Ron Trewyn, K-State’s vice president for research, has been instrumental in the entire process to bring NBAF to the Manhattan campus. He will have responsibility to leverage the research opportunities provided by the federal facility.
"NBAF is the single most important linchpin in our efforts to become a Top 50 public university by the year 2025," said Kirk Schulz, university president. "The timing is perfect for us to look forward and provide for the focused resources needed to turn this opportunity into a reality."
During the next year Trewyn will transition into his ongoing role and the university will begin a search for a new vice president for research. Trewyn’s portfolio will continue to include some of his current responsibilities to allow the next vice president to focus on growing academic research.
"The next few years are crucial to the university with respect to NBAF, and we have known for some time it will require more effort," Schulz said. "There is a tremendous amount of planning and coordination needed with our governmental and private sector partners. Ron’s extensive knowledge of the project and research capabilities of Kansas State will be invaluable to this process."
"Ron is well respected among state elected officials in Topeka and Washington D.C. as a leader in university research initiatives," said Sue Peterson, director of governmental relations. "This also includes his outstanding work and contributions to the National Bio and Agro-Defense project currently under construction in Manhattan adjacent to the K-State campus.

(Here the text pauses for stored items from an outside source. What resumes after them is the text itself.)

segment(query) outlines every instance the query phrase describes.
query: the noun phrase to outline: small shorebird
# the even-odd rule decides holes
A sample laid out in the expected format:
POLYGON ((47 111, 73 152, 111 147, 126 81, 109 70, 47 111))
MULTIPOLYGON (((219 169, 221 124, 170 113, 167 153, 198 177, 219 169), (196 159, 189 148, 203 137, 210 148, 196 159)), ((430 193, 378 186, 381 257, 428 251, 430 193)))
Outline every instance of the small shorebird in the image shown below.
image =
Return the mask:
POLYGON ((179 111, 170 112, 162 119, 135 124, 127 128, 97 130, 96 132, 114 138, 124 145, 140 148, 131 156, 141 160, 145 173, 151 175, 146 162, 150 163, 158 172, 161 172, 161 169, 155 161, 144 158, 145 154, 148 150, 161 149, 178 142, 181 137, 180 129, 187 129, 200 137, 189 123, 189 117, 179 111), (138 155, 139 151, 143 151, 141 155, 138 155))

Dedicating 100 percent of his time to the NBAF project will be a boost for the institution."
The presence of a federal laboratory on campus is important not just to Kansas State, but to Manhattan and the state of Kansas as well.
"Given the impact NBAF will have on Kansas State University, it's important to have someone intently focused on the facility's interactions with the university," said Kenny Wilk of the Kansas Board of Regents. "Ron Trewyn has been involved with NBAF from day one, and his continued strong leadership will ensure Kansas State University and our other institutions benefit from the federal laboratory in our state."
Manhattan City Manager Ron Fehr said, "Dr. Ron Trewyn is absolutely the right person to lead this initiative to continue to champion the benefits of NBAF locally, statewide, throughout the animal health corridor and beyond. The city of Manhattan has had a very positive and collaborative relationship with Dr. Trewyn and the K-State team, and we look forward to continuing to work with him and other community and business team members on new opportunities."
Trewyn has served as the university’s top research officer since 1998. He served as dean of the graduate school from 1998 until 2007 and was previously associate vice provost for research and professor of biology, a role he assumed in 1994 when joining the university. In 2012 he was named a fellow of the American Association for the Advancement of Science.
"Having spent the past two decades working to bring NBAF to Manhattan, I have a vested interest in seeing this come to fruition," Trewyn said. "Our efforts in the next few years can have a tremendous impact on the entire region. I appreciate the chance to focus more on NBAF in the future."
In other NBAF progress, the Senate Appropriations Committee approved a bill that includes $404 million for NBAF.